As Oregon’s 2019 legislative session drew to a close, the legislature added new requirements for employers related to noncompetition agreements, notice to employees of impending federal authorization to work inspections, and penalties for an employer’s failure to register with Oregon’s employee retirement program, which is known as “OregonSaves.”

Noncompetition Agreements – House Bill 2992

House Bill 2992 adds a new provision to Oregon’s noncompetition statute (ORS 653.295). ORS 653.295 currently provides that a noncompetition agreement between employer and employee is voidable and may not be enforced unless all four of the following requirements are met:

  1. the employee is informed in writing of the noncompetition agreement at least two weeks before the first day of employment or upon a subsequent bona fide advancement of employment;
  2. the employee is exempt from overtime requirements;
  3. the employer has a protectable interest, such as a trade secret or confidential information; and
  4. the employee’s annual gross salary and commissions exceeds the median family income for a four-person family.

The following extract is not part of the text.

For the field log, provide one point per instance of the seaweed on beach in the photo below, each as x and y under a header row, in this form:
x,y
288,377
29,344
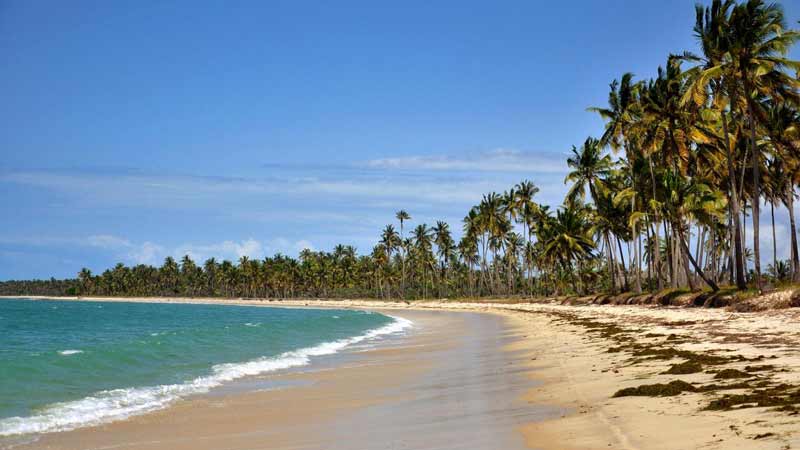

The amendment adds a new requirement that “[w]ithin 30 days after the date of the termination of the employee’s employment, the employer provide[] a signed, written copy of the terms of the noncompetition agreement to the employee.” The amendment becomes effective on January 1, 2020, and applies only to noncompetition agreements executed on or after the effective date.

Employers should update their procedures to include providing separated employees with a copy of the noncompetition agreement within 30 days of the employee’s separation, perhaps along with the employee’s final paycheck.

Federal Immigration Inspections Notice – Senate Bill 370

Effective June 6, 2019, employers must give employees notice when a federal agency compels the employer to provide access to records and other documentation used by the employer to verify the identity and employment eligibility of employees. For most employers, the document at issue will be Form I-9 from the U.S. Citizenship and Immigration Services. Employers must provide notice to employees within three business days after receiving a notice of inspection from a federal agency. The notice must be posted or individually distributed in English, or the employee’s preferred language, and include a copy of the federal agency’s notice, the date of the inspection, the extent of the inspection, and the telephone number of a hotline prescribed by the Bureau of Labor and Industries (“BOLI”).

OregonSaves Requirements – Senate Bill 164 Under the Oregon Retirement Savings Plan (the “Plan”), the State of Oregon operates OregonSaves, which aims to help employees save for retirement. Since 2018, certain employers have been required to register with OregonSaves on a rolling basis, depending on the number of employees and if the employer does not otherwise offer an employer-sponsored retirement plan, such as a 401(k) plan. Under Senate Bill 164, an employer’s failure to comply with the Plan’s requirements is an unlawful practice, and employees may file a complaint with BOLI for violations. BOLI has the power to investigate complaints and assess penalties against an employer of up to $100 for each employee who is eligible to participate in the Plan. The penalty amount may not exceed an aggregate amount of $5,000 in a calendar year. Senate Bill 164 becomes effective on January 1, 2020.

Employers that do not offer an employer-sponsored retirement plan should check with OregonSaves to determine whether they are required to register with OregonSaves in order to avoid potential penalties.